The Commonwealth Comment

Wednesday, July 08, 2009

Baker Joins the Race

Just days after Timothy Cahill announced he's leaving the Dems in the dust for a likely run at governor is 2010, another man has thrown his hat into the ring.  Harvard Pilgrim CEO, Charlie Baker says he is the Republican for the job.

Baker served as an aide to former Governor Bill Weld.  Baker says he will be stepping down from his position at Harvard Pilgrim.  "I am either the CEO of Harvard Pilgrim -- or I'm building a campaign organization. I cannot do both," he said.  His resignation is effective on July 17th.

He will be competing with former gubernatorial candidate, Christy Mihos, for the GOP's nomination.  In 2006, Mihos ran as an independent against now Governor Deval Patrick and then Lt. Governor Kerry Healy.  Mihos garnered only 7% of the vote.

Baker had originally planned to make his announcement after Labor Day, but Cahill's announcement pressured the health insurance CEO to move his announcement up.

Baker is not new to Beacon Hill, and may be the man to knock down a severely weakened Democratic governor and put a Republican back in the the executive office.

Tuesday, July 07, 2009

Independence Day

Following the weekend marking the anniversary of the U.S.'s independence, another man has declared his own, Massachusetts Treasurer Timothy Cahill.  He has announced he is leaving the Democratic party, and is currently un-enrolled. Many are considering this to be the first step toward a run for governor.

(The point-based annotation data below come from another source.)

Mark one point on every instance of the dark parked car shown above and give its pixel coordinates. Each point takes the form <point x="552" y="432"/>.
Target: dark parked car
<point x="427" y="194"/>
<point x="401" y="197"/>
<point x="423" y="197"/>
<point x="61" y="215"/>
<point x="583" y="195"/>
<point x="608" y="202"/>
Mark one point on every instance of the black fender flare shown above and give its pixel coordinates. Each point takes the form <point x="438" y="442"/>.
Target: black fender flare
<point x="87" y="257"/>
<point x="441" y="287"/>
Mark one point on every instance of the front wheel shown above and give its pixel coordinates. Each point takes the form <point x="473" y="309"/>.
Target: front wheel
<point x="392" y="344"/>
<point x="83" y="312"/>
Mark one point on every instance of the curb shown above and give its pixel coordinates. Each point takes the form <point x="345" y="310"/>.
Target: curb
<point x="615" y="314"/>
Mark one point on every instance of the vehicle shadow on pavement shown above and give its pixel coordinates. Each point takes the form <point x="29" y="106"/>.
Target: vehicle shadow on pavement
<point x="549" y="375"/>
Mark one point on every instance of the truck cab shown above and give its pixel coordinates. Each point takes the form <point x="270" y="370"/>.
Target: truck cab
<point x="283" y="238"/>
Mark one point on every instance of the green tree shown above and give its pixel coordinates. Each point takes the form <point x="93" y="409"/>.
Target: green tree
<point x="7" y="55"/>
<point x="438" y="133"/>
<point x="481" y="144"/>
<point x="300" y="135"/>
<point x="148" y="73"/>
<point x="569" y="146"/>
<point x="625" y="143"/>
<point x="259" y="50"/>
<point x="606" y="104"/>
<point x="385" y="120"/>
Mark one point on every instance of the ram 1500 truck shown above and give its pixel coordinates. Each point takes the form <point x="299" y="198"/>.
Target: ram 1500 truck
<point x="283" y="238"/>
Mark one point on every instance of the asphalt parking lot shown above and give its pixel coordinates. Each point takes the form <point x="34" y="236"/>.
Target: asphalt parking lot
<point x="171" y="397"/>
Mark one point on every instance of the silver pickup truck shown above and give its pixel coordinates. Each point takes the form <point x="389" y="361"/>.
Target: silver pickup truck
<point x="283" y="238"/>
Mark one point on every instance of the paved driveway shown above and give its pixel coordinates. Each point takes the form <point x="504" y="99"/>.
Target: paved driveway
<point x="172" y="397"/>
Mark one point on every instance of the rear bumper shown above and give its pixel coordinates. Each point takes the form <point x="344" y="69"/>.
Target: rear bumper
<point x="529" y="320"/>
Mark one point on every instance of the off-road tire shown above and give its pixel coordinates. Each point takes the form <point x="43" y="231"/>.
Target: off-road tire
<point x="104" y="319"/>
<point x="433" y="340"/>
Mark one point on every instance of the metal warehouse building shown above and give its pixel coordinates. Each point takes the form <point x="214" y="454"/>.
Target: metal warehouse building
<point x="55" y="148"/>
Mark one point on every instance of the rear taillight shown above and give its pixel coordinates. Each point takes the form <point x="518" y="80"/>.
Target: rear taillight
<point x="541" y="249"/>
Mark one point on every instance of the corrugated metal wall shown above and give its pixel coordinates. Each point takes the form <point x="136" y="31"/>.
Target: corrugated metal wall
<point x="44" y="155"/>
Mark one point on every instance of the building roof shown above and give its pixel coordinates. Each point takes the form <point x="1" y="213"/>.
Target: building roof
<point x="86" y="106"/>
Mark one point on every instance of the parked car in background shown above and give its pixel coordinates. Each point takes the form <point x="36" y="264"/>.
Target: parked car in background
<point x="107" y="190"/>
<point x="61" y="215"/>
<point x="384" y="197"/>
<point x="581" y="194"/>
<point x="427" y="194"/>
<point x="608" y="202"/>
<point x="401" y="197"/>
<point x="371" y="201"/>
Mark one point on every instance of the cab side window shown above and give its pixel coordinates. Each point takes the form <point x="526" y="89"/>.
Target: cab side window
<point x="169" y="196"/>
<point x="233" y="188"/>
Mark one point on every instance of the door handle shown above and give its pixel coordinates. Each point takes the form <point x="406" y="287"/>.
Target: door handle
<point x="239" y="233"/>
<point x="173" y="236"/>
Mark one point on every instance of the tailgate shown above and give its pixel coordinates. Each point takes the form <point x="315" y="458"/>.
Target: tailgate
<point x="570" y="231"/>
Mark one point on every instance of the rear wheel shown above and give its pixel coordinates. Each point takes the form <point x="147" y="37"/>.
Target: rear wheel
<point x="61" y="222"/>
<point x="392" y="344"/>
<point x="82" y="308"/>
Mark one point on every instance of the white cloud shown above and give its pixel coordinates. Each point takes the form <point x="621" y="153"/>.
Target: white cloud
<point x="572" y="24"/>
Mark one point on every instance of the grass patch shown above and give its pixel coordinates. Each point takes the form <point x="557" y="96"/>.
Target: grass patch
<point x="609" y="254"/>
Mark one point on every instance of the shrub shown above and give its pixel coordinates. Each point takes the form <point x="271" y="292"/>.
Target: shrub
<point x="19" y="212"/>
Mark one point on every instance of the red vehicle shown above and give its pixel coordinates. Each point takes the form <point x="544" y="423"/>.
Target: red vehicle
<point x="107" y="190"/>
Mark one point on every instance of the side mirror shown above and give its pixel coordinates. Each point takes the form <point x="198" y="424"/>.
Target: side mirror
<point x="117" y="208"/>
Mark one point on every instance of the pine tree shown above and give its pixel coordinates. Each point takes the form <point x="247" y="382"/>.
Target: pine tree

This is a strong move from the Commonwealth's treasurer.  Not only does this separate himself from the more fiscally liberal Democrats on Beacon Hill, but it also means he won't have to take Deval Patrick one on one in a Democratic primary.

Yet, this potential candidacy could also spell disaster for the Dems' hopes of holding on to the governorship.  Cahill would likely take Democratic voters away from Patrick, dividing the party and possibly allowing a Republican back into the corner office.

Governor Patrick certainly has his work cut out for him in his 2010 re-election campaign.  He has failed to pass several key pieces of legislation, most importantly casino gambling, which he has been advocating for years now.  He has also proposed an increase in the gas tax, taxes on soda, candy and alcohol, and has raised the state's sales tax from 5% to 6.25% (effectively 7 cents per dollar).  All of these issues have left Patrick's approval ratings in shambles.  Seems like a perfect moment for Cahill to strike.

It is a lot to swallow for Bay Staters, but they may forget all about their governor's short comings (much to Mr. Cahill's dismay) when he rolls out some of his close, popular friends from Washington.  You know, like President Barack Obama.